Umstrittene Rezepte für billige Wohnungen in Genf und Basel

Einen besonders strengen Mieterschutz kennt seit 30 Jahren der Kanton Genf. Laut dem dortigen Wohnschutzgesetz erhalten Vermieter nur dann eine Sanierungsbewilligung, wenn die Mieter in den Wohnungen bleiben dürfen. In den ersten drei Jahren dürfen die Mieten zudem nicht übermässig erhöht werden, was von einer Behörde überwacht wird. Laut dem Genfer Mieterverband funktioniert das Gesetz, es verhindere, dass die Mietzinsen nach Sanierungen explodierten. Der Hauseigentümerverband dagegen kritisiert, dass Eigentümer keinen Anreiz zur Sanierung hätten und ihre Häuser verlottern liessen.

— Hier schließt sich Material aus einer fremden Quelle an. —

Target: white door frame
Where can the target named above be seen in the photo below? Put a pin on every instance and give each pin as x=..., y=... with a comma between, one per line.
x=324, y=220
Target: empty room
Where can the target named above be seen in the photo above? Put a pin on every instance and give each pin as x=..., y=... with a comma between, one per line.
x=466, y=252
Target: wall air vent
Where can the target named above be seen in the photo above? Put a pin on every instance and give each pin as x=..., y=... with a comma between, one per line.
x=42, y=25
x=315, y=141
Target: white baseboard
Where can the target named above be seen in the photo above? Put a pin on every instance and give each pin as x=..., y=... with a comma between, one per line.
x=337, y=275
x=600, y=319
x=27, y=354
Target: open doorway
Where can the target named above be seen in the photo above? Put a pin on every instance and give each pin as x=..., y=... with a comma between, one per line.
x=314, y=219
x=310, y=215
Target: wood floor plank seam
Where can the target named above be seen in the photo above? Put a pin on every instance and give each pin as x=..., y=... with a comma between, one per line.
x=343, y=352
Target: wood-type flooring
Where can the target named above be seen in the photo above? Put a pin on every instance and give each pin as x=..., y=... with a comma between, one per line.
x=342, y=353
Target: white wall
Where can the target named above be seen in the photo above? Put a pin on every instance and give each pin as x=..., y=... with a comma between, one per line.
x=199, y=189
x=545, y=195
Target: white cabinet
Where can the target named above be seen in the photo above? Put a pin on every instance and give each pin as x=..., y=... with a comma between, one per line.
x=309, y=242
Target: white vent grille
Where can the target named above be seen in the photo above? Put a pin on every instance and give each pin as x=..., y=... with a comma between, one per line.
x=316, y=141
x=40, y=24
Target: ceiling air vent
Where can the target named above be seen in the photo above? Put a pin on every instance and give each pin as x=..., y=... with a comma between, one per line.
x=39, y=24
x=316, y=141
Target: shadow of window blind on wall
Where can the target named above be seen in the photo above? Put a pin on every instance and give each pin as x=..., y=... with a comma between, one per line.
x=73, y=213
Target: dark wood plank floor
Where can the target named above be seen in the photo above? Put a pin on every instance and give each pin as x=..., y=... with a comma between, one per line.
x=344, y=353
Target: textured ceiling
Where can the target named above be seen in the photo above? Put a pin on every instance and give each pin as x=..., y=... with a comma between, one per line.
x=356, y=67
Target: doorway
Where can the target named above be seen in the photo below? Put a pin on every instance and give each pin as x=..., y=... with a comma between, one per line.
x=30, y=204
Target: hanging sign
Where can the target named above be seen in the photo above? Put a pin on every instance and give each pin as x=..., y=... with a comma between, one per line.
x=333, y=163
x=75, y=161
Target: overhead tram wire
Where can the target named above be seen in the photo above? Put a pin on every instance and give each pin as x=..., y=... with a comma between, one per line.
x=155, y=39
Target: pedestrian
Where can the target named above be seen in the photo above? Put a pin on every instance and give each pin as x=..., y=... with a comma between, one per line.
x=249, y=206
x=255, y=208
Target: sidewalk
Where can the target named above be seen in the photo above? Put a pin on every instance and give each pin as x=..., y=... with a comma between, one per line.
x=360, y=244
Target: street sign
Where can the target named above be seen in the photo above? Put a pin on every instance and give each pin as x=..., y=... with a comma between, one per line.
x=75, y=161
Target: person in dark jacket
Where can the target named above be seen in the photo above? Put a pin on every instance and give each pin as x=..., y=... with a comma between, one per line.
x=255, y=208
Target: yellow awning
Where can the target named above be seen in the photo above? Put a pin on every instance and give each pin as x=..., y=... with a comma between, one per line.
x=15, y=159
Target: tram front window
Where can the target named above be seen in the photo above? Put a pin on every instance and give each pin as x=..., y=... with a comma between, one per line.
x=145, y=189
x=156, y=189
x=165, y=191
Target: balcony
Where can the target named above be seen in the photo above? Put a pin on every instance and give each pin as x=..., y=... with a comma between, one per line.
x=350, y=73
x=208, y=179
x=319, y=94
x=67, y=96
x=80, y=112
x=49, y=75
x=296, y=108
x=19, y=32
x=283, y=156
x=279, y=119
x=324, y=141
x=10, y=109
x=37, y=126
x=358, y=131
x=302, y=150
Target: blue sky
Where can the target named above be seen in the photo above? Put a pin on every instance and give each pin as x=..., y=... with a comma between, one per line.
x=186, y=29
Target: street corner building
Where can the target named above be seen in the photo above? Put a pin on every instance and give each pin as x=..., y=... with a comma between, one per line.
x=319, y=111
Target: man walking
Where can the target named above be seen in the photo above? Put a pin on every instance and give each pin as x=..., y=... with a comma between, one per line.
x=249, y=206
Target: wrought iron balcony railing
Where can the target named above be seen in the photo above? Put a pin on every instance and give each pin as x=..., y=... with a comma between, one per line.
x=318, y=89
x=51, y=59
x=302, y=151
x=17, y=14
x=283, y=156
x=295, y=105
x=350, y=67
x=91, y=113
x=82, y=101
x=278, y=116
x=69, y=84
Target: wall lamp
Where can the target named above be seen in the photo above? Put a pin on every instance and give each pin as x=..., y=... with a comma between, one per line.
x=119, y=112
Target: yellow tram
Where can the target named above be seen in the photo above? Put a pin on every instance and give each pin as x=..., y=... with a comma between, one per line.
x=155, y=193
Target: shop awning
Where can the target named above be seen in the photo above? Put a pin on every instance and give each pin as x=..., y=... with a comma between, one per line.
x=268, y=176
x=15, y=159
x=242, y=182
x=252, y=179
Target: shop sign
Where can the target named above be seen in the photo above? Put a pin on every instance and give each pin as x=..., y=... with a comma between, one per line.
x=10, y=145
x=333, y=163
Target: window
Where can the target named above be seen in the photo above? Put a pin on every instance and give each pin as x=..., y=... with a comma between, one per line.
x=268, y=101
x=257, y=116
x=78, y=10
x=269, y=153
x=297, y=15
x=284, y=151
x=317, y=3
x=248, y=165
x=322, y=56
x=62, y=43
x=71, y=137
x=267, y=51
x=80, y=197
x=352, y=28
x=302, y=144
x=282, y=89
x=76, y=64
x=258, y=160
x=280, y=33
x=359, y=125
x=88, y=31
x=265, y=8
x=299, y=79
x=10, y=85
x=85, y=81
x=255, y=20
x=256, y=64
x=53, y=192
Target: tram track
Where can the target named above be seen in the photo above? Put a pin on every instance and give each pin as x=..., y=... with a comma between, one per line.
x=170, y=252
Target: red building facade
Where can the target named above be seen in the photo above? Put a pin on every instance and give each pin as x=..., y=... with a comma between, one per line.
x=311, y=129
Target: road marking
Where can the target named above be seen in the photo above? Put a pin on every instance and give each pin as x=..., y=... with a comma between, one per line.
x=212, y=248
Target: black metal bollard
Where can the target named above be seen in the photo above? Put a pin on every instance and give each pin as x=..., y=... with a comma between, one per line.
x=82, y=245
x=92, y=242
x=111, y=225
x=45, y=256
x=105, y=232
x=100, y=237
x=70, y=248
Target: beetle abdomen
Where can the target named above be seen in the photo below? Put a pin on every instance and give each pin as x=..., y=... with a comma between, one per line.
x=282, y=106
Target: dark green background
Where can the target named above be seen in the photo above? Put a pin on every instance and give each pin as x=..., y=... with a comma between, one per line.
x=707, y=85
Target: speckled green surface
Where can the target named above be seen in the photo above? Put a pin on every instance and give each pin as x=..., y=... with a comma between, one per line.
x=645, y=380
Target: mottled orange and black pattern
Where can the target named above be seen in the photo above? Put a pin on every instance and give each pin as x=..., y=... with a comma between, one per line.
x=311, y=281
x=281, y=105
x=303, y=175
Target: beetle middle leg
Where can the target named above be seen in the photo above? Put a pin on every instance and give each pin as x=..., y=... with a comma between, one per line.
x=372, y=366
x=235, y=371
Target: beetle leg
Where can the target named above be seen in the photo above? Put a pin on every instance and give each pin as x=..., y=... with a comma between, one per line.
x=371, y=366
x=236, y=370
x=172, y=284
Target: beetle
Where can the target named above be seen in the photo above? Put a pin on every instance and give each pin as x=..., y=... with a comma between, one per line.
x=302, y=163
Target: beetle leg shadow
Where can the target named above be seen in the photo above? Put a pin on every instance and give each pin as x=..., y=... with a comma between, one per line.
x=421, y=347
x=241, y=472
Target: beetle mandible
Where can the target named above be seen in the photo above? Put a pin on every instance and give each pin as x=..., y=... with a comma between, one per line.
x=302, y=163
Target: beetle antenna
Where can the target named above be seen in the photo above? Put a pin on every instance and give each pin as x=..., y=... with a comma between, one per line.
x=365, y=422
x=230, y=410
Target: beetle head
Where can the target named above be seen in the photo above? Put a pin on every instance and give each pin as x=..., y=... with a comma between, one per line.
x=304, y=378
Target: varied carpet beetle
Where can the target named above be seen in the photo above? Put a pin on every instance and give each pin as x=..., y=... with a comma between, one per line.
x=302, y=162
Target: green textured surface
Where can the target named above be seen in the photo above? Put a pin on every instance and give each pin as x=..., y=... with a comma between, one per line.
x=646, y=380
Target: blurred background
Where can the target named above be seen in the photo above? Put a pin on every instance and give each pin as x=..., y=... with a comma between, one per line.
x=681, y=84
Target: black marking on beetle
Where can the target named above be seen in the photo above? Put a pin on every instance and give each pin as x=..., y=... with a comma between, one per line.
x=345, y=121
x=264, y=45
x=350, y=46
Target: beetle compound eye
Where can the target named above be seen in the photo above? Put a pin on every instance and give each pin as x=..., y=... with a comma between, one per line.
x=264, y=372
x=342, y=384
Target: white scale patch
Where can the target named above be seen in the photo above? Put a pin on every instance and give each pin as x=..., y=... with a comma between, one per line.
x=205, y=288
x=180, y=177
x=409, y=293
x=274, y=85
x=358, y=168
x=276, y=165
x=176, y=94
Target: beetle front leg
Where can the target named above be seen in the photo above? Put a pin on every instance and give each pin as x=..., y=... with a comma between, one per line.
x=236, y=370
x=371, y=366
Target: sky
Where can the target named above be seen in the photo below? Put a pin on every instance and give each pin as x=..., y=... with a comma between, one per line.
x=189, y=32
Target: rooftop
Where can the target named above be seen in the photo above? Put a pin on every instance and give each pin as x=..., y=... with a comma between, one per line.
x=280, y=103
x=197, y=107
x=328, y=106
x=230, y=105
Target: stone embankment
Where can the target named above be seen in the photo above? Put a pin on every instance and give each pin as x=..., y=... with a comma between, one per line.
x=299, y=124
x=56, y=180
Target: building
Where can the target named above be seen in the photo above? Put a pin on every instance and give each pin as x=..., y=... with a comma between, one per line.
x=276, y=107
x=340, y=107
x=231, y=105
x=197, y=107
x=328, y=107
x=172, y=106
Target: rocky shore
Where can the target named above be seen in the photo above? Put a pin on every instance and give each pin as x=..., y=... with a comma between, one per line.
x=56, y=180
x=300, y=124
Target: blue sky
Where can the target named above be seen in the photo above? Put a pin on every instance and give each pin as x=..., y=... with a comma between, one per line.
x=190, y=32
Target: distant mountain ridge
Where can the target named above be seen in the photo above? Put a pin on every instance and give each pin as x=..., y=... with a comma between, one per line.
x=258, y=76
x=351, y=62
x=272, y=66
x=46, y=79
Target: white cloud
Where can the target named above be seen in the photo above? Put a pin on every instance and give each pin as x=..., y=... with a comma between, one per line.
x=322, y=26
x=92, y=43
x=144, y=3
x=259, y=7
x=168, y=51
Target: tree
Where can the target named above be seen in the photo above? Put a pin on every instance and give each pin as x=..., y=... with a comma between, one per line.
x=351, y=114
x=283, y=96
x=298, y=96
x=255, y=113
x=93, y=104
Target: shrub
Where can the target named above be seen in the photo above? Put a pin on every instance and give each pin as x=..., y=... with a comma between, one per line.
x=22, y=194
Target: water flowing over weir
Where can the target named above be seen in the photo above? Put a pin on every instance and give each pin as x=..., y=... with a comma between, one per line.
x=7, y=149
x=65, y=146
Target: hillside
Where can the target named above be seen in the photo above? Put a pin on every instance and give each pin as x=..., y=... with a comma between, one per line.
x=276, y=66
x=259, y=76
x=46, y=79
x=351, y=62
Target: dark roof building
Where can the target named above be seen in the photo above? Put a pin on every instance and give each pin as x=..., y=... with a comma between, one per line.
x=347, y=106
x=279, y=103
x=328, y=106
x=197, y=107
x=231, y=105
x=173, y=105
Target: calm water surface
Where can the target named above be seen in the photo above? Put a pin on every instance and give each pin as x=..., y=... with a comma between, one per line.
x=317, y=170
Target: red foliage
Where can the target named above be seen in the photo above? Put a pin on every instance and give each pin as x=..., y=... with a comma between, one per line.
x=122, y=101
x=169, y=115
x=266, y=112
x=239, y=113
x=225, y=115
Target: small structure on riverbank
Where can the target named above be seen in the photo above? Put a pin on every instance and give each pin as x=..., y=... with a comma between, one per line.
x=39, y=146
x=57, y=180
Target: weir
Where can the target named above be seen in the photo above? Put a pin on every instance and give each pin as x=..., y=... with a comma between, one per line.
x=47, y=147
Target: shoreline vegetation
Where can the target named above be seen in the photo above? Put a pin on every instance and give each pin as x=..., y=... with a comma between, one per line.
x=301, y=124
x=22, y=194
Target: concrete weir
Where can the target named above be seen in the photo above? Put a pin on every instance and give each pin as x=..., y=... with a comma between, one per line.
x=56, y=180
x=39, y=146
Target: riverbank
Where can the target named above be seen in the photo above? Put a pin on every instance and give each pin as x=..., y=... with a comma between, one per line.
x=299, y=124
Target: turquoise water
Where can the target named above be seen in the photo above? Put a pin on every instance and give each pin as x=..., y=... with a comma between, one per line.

Gleich vier Volksinitiativen

In eine ähnliche Richtung wie in Genf soll es künftig auch in Basel gehen. Dort haben sich die Stimmberechtigten 2018 für einen Ausbau des Mieterschutzes ausgesprochen und gleich vier Volksinitiativen angenommen, darunter die Wohnschutzinitiative. Um bestehenden bezahlbaren Wohnraum zu erhalten, sieht diese unter anderem eine Bewilligungspflicht für ­Renovation, Umbau und Abbruch von günstigen Wohnungen sowie Mietzinskontrollen vor.

Weil ihm die Umsetzung zu langsam geht, hat der Basler Mieterverband bereits eine weitere Volksinitiative lanciert: Umbauten und Abbrüche von Mehrfamilienhäusern sollen so lange sistiert werden, bis die Initiative umgesetzt ist. In Bern schliesslich hat die SP kürzlich ein Papier verabschiedet, das mehr Staat im Wohnungswesen fordert. Langfristig soll nur noch ein Drittel des Berner Wohneigentums in privater Hand sein. (mth)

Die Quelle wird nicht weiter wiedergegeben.